Friday, December 27, 2013

VMPK for Android

Hi, Blog!

A lot of time since the last post. Let me announce a new port of VMPK, for Android  (4.x) devices. It is available in Google Play.


There are two apps, a paid version (0.5€) and a free one (gratis) with a small advertisement. It is not based on Qt, and it is not open source. It is a Java port rewritten from scratch using the native Android MIDI synthesizer and native Android themes. But on the other hand, is quite similar to the old N9 port, as you can see in the following screenshots, but with several additional features.



Being mostly a Java app, it includes some C code. The internal MIDI synthesizer is Android's "Sonivox EAS", which is part of AOS. The library is included in all recent Android versions, but it is not a public API, so I've compiled the library with a customized configuration and different features resulting a smaller binary and included it in the APK along with some other native code, mainly opensl_stream by Peter Brinkmann for interfacing the synth with Android's OpenSL ES audio output. An interesting aspect of the synth is the embedded GM soundfont using very small amount of memory, and not needing external data files.

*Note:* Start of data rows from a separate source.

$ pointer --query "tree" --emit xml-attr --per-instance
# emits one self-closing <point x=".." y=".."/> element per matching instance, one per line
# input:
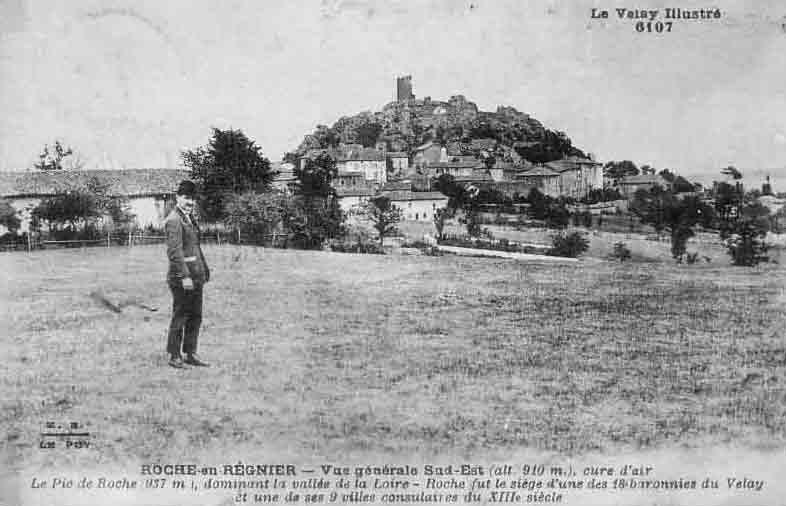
<point x="259" y="215"/>
<point x="383" y="215"/>
<point x="318" y="215"/>
<point x="728" y="200"/>
<point x="73" y="208"/>
<point x="745" y="242"/>
<point x="549" y="146"/>
<point x="8" y="217"/>
<point x="315" y="178"/>
<point x="440" y="219"/>
<point x="57" y="158"/>
<point x="570" y="245"/>
<point x="663" y="210"/>
<point x="229" y="163"/>
<point x="615" y="171"/>
<point x="368" y="133"/>
<point x="456" y="193"/>
<point x="732" y="172"/>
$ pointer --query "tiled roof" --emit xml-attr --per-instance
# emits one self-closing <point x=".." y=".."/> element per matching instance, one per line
<point x="351" y="173"/>
<point x="425" y="146"/>
<point x="355" y="192"/>
<point x="455" y="165"/>
<point x="538" y="171"/>
<point x="396" y="185"/>
<point x="571" y="163"/>
<point x="409" y="195"/>
<point x="123" y="182"/>
<point x="644" y="179"/>
<point x="363" y="155"/>
<point x="473" y="178"/>
<point x="483" y="143"/>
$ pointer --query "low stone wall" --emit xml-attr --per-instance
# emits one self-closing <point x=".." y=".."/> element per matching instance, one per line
<point x="503" y="254"/>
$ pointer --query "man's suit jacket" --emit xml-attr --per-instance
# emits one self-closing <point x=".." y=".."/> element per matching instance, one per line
<point x="183" y="250"/>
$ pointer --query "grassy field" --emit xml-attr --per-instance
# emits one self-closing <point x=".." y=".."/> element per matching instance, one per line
<point x="354" y="357"/>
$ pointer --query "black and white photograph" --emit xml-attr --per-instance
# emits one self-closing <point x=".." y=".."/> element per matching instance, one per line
<point x="397" y="252"/>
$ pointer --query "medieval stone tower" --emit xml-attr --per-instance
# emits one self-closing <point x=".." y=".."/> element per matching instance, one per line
<point x="404" y="88"/>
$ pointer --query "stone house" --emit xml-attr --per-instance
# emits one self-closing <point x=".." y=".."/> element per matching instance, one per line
<point x="418" y="206"/>
<point x="398" y="163"/>
<point x="577" y="175"/>
<point x="629" y="185"/>
<point x="542" y="178"/>
<point x="352" y="199"/>
<point x="150" y="192"/>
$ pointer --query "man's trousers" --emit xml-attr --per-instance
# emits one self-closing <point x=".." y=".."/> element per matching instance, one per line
<point x="186" y="319"/>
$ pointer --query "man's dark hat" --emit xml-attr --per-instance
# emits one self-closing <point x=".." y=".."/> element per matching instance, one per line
<point x="187" y="188"/>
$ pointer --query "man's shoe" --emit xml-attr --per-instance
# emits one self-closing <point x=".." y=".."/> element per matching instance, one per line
<point x="176" y="361"/>
<point x="193" y="359"/>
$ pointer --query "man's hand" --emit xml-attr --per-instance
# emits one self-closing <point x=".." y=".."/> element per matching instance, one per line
<point x="188" y="284"/>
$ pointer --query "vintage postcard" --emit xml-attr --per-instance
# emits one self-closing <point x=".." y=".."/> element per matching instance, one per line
<point x="392" y="252"/>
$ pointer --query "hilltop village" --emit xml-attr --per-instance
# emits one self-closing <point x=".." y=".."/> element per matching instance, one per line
<point x="401" y="150"/>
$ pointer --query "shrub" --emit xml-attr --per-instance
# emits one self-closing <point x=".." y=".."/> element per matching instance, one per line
<point x="621" y="252"/>
<point x="745" y="243"/>
<point x="356" y="245"/>
<point x="569" y="245"/>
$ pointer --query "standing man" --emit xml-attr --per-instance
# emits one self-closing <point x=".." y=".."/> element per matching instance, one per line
<point x="187" y="274"/>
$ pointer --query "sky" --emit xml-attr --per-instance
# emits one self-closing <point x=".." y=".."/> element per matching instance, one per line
<point x="132" y="84"/>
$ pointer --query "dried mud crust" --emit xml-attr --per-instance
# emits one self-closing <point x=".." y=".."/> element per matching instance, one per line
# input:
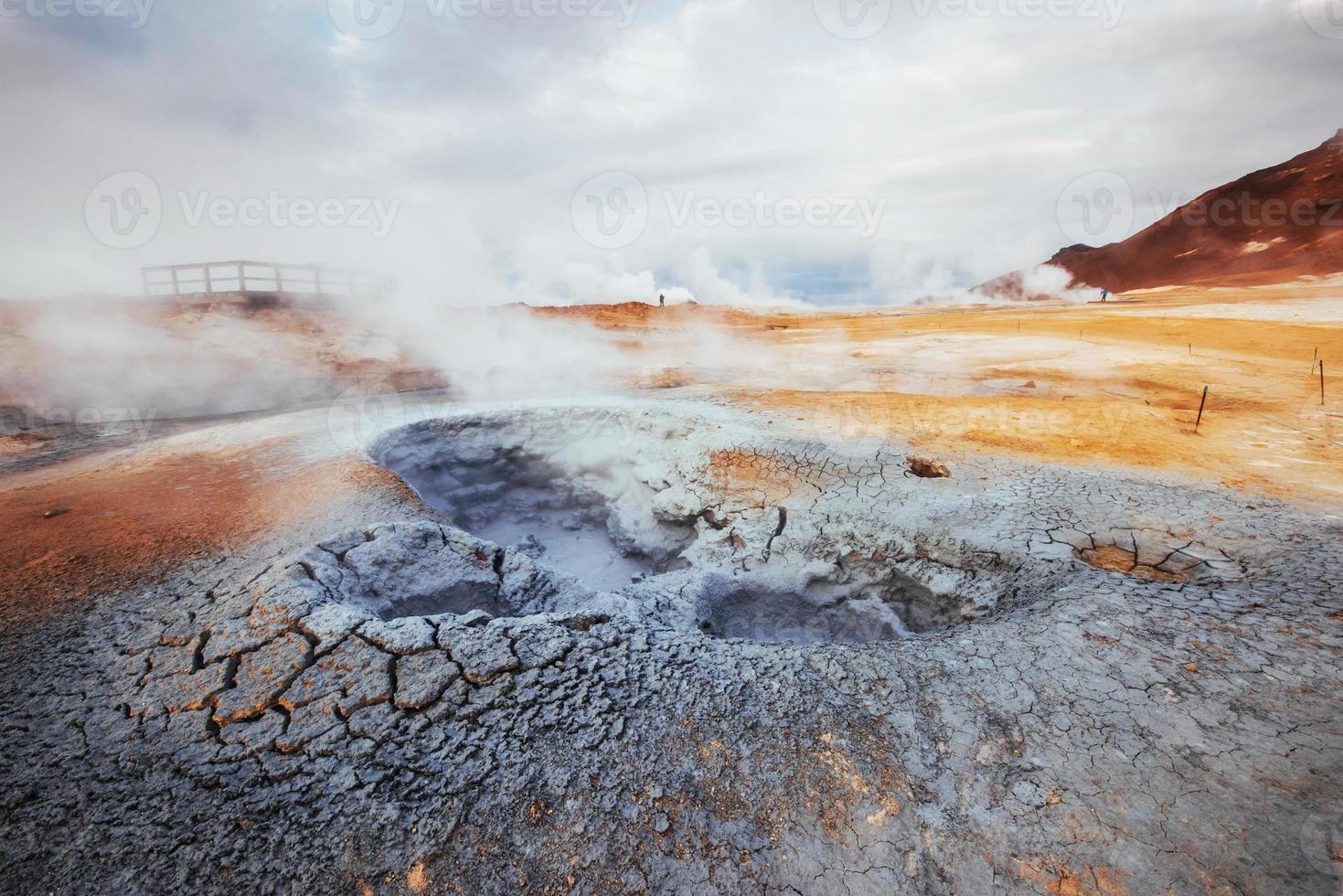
<point x="298" y="724"/>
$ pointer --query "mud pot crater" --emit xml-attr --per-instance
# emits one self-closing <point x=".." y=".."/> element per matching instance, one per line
<point x="632" y="507"/>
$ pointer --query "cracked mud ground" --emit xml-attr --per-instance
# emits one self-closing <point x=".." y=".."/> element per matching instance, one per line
<point x="832" y="676"/>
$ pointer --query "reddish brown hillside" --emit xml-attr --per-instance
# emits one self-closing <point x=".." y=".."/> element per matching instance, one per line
<point x="1274" y="226"/>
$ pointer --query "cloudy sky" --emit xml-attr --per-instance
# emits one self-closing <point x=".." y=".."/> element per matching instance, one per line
<point x="553" y="151"/>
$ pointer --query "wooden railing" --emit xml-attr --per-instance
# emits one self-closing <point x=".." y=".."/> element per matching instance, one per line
<point x="262" y="278"/>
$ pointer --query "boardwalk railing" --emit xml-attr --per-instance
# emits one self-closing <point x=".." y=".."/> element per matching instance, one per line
<point x="262" y="280"/>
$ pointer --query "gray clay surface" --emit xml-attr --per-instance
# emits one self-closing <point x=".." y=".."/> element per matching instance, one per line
<point x="816" y="675"/>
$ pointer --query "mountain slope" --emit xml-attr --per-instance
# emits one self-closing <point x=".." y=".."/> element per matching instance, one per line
<point x="1272" y="226"/>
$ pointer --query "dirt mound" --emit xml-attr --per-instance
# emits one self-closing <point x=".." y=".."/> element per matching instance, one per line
<point x="1268" y="228"/>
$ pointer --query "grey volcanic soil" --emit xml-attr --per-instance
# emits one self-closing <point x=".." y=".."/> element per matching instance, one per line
<point x="839" y="678"/>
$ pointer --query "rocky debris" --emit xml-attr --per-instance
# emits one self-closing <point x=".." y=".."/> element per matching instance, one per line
<point x="927" y="468"/>
<point x="258" y="721"/>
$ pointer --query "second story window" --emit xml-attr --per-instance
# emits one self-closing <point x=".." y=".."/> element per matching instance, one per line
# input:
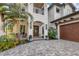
<point x="23" y="10"/>
<point x="36" y="10"/>
<point x="57" y="10"/>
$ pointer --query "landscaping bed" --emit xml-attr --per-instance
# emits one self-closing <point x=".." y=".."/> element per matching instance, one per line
<point x="10" y="41"/>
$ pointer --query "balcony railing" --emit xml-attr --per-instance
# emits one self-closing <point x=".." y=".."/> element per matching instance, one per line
<point x="38" y="11"/>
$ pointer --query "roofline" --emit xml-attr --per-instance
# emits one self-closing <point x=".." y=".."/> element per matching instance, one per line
<point x="73" y="7"/>
<point x="77" y="12"/>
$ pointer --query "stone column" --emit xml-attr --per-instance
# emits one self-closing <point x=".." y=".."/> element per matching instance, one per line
<point x="46" y="22"/>
<point x="30" y="22"/>
<point x="58" y="32"/>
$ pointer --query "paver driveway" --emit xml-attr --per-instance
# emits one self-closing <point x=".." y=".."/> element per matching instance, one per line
<point x="45" y="47"/>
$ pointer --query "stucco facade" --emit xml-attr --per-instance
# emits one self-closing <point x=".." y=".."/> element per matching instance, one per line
<point x="63" y="10"/>
<point x="39" y="11"/>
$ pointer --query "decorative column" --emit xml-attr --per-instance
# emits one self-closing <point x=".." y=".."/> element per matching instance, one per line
<point x="46" y="21"/>
<point x="58" y="32"/>
<point x="30" y="30"/>
<point x="30" y="22"/>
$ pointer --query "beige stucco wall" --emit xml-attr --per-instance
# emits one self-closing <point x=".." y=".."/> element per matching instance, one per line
<point x="53" y="15"/>
<point x="16" y="28"/>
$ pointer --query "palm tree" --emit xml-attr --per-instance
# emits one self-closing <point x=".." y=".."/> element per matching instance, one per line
<point x="15" y="14"/>
<point x="3" y="9"/>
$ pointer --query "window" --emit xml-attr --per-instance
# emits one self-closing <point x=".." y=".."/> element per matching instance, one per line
<point x="36" y="10"/>
<point x="46" y="26"/>
<point x="42" y="10"/>
<point x="43" y="30"/>
<point x="22" y="29"/>
<point x="57" y="10"/>
<point x="23" y="9"/>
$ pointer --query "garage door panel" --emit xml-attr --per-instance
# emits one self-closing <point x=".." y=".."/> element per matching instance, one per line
<point x="70" y="32"/>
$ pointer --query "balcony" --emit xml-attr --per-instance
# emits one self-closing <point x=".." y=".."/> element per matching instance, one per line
<point x="38" y="8"/>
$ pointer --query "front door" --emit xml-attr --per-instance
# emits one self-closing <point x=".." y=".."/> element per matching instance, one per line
<point x="36" y="31"/>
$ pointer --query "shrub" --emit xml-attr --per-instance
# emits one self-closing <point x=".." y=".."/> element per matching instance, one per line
<point x="52" y="33"/>
<point x="8" y="41"/>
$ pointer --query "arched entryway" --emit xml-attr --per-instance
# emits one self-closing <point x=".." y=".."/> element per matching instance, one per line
<point x="38" y="29"/>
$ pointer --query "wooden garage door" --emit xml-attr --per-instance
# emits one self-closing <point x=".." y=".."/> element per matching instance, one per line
<point x="70" y="32"/>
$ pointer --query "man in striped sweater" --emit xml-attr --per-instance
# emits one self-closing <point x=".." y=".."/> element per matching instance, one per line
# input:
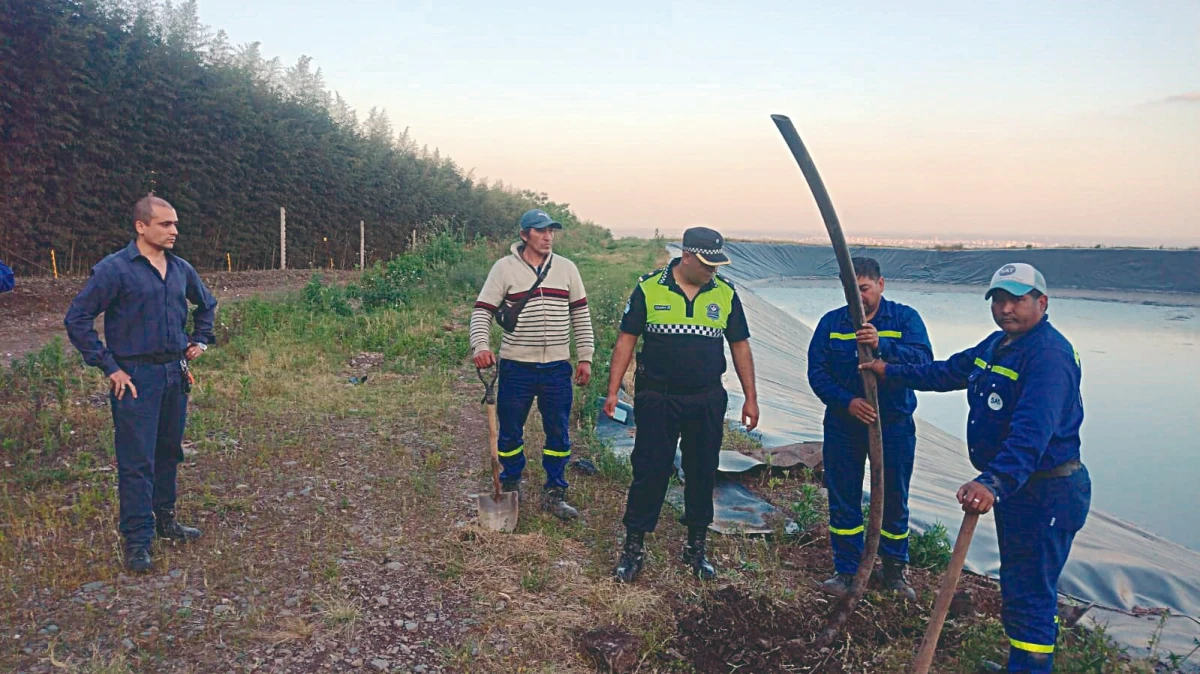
<point x="535" y="356"/>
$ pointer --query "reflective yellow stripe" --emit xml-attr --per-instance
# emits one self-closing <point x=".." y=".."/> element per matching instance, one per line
<point x="1005" y="372"/>
<point x="1031" y="648"/>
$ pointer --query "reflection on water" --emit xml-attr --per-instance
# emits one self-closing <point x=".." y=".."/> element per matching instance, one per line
<point x="1141" y="385"/>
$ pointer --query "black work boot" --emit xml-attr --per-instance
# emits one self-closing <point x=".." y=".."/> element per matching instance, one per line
<point x="137" y="559"/>
<point x="894" y="579"/>
<point x="694" y="554"/>
<point x="553" y="500"/>
<point x="839" y="584"/>
<point x="631" y="557"/>
<point x="167" y="527"/>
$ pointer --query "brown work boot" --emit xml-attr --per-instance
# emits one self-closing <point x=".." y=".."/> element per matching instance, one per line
<point x="553" y="500"/>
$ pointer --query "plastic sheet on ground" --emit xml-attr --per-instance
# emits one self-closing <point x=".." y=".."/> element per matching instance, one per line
<point x="736" y="510"/>
<point x="1114" y="564"/>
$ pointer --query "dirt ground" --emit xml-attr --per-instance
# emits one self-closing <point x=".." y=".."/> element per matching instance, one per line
<point x="33" y="313"/>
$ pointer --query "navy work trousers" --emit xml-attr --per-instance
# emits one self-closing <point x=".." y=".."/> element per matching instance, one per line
<point x="520" y="384"/>
<point x="1035" y="529"/>
<point x="149" y="438"/>
<point x="845" y="463"/>
<point x="695" y="422"/>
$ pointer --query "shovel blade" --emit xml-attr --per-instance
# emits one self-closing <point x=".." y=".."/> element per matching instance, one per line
<point x="498" y="512"/>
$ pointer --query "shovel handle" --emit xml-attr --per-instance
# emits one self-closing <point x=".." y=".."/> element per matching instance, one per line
<point x="945" y="594"/>
<point x="493" y="438"/>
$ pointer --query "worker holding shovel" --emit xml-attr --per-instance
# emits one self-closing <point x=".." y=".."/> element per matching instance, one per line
<point x="1023" y="387"/>
<point x="538" y="298"/>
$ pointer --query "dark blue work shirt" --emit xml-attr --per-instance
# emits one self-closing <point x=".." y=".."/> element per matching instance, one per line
<point x="6" y="278"/>
<point x="833" y="360"/>
<point x="144" y="313"/>
<point x="1025" y="403"/>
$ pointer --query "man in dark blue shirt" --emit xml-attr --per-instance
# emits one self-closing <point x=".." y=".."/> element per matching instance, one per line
<point x="1023" y="389"/>
<point x="898" y="335"/>
<point x="6" y="278"/>
<point x="143" y="290"/>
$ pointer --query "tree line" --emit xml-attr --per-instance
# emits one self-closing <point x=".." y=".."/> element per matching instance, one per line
<point x="106" y="101"/>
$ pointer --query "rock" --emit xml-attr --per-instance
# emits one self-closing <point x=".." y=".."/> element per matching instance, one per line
<point x="612" y="649"/>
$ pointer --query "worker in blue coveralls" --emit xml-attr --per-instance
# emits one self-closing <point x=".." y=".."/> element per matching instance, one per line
<point x="897" y="334"/>
<point x="143" y="290"/>
<point x="1023" y="435"/>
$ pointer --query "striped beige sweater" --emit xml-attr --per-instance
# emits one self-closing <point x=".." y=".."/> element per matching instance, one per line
<point x="557" y="307"/>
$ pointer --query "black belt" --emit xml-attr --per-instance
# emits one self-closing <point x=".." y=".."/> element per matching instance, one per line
<point x="153" y="359"/>
<point x="660" y="386"/>
<point x="1061" y="470"/>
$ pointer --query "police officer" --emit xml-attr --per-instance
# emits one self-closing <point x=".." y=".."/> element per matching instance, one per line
<point x="143" y="290"/>
<point x="897" y="334"/>
<point x="683" y="312"/>
<point x="1023" y="389"/>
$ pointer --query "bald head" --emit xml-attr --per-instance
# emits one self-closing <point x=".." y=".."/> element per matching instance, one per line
<point x="143" y="211"/>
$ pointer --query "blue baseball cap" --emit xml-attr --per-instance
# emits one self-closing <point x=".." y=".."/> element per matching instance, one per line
<point x="538" y="218"/>
<point x="1017" y="278"/>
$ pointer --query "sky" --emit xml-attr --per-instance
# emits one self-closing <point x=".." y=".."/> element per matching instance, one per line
<point x="1021" y="120"/>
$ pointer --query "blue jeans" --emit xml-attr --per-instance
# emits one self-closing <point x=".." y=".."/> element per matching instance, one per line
<point x="149" y="438"/>
<point x="1035" y="529"/>
<point x="520" y="384"/>
<point x="845" y="458"/>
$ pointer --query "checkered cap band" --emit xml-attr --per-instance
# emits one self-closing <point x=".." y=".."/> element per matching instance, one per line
<point x="682" y="329"/>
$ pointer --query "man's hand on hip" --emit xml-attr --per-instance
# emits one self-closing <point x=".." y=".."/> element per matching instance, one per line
<point x="485" y="360"/>
<point x="582" y="373"/>
<point x="121" y="383"/>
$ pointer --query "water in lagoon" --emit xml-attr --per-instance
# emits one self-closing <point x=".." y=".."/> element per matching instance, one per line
<point x="1141" y="387"/>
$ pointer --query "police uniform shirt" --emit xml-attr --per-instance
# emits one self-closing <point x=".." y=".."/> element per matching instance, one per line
<point x="681" y="338"/>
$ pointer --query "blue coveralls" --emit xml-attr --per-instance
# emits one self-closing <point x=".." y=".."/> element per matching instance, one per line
<point x="1024" y="423"/>
<point x="835" y="379"/>
<point x="145" y="316"/>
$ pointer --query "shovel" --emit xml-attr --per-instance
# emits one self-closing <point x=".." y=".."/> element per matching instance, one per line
<point x="498" y="510"/>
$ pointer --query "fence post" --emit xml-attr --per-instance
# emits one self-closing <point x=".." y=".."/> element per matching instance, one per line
<point x="283" y="238"/>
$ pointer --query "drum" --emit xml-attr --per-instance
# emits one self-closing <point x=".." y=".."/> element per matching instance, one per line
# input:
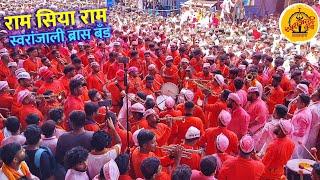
<point x="161" y="102"/>
<point x="294" y="172"/>
<point x="170" y="89"/>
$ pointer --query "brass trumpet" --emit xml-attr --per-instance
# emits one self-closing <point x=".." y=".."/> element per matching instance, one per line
<point x="202" y="86"/>
<point x="59" y="96"/>
<point x="250" y="77"/>
<point x="169" y="118"/>
<point x="267" y="90"/>
<point x="62" y="61"/>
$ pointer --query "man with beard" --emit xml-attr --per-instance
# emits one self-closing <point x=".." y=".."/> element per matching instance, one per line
<point x="257" y="110"/>
<point x="74" y="101"/>
<point x="14" y="167"/>
<point x="147" y="145"/>
<point x="169" y="71"/>
<point x="76" y="161"/>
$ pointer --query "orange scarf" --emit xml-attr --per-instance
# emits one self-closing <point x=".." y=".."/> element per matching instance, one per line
<point x="13" y="174"/>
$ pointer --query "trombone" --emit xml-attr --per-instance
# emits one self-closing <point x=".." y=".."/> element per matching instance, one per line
<point x="201" y="80"/>
<point x="136" y="99"/>
<point x="202" y="86"/>
<point x="59" y="96"/>
<point x="185" y="152"/>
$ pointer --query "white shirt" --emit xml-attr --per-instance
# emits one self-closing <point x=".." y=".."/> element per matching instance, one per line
<point x="76" y="175"/>
<point x="96" y="162"/>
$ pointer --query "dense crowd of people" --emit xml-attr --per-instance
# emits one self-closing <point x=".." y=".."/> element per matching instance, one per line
<point x="189" y="96"/>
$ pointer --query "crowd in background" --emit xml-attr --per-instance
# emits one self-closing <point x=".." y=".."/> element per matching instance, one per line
<point x="240" y="101"/>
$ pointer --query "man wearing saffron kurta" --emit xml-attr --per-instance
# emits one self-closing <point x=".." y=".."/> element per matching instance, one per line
<point x="28" y="107"/>
<point x="158" y="81"/>
<point x="276" y="94"/>
<point x="197" y="110"/>
<point x="24" y="80"/>
<point x="33" y="63"/>
<point x="4" y="69"/>
<point x="190" y="120"/>
<point x="169" y="71"/>
<point x="73" y="101"/>
<point x="278" y="152"/>
<point x="69" y="73"/>
<point x="207" y="141"/>
<point x="301" y="121"/>
<point x="242" y="167"/>
<point x="147" y="144"/>
<point x="257" y="110"/>
<point x="161" y="130"/>
<point x="222" y="144"/>
<point x="116" y="88"/>
<point x="190" y="142"/>
<point x="50" y="84"/>
<point x="5" y="98"/>
<point x="240" y="119"/>
<point x="96" y="80"/>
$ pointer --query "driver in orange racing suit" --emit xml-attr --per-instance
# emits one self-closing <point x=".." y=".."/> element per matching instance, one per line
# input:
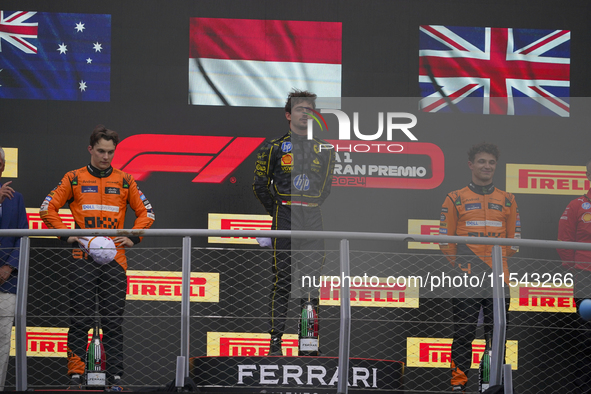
<point x="98" y="195"/>
<point x="477" y="210"/>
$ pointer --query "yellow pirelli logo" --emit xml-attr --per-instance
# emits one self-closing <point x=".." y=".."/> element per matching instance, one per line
<point x="11" y="167"/>
<point x="36" y="223"/>
<point x="45" y="341"/>
<point x="436" y="352"/>
<point x="224" y="221"/>
<point x="388" y="292"/>
<point x="167" y="285"/>
<point x="247" y="344"/>
<point x="423" y="227"/>
<point x="546" y="179"/>
<point x="547" y="298"/>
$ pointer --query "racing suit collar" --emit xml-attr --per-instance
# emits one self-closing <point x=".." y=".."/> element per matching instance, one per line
<point x="99" y="173"/>
<point x="297" y="136"/>
<point x="488" y="189"/>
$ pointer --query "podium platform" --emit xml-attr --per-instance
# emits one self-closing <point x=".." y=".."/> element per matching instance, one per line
<point x="283" y="374"/>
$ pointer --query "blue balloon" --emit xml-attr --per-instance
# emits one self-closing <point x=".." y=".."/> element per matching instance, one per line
<point x="585" y="309"/>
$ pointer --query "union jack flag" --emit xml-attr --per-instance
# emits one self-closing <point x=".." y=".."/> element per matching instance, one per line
<point x="14" y="29"/>
<point x="55" y="56"/>
<point x="494" y="70"/>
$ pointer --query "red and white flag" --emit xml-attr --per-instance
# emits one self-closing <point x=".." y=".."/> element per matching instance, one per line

Some features are: ipMIDI compatibility (MIDI OUT only) using UDP multicast and Wireless network. Accelerometer driven sliders for velocity, controllers and bender (like the N9 port), configurable number of keys and initial key, among other goodies.


Happy holidays!

Saturday, January 7, 2012

Choosing MIDI or Digital Audio by Analogy

Whenever I talk to someone about the relationship between MIDI and digital audio, one of my favorite analogies is that of computer images.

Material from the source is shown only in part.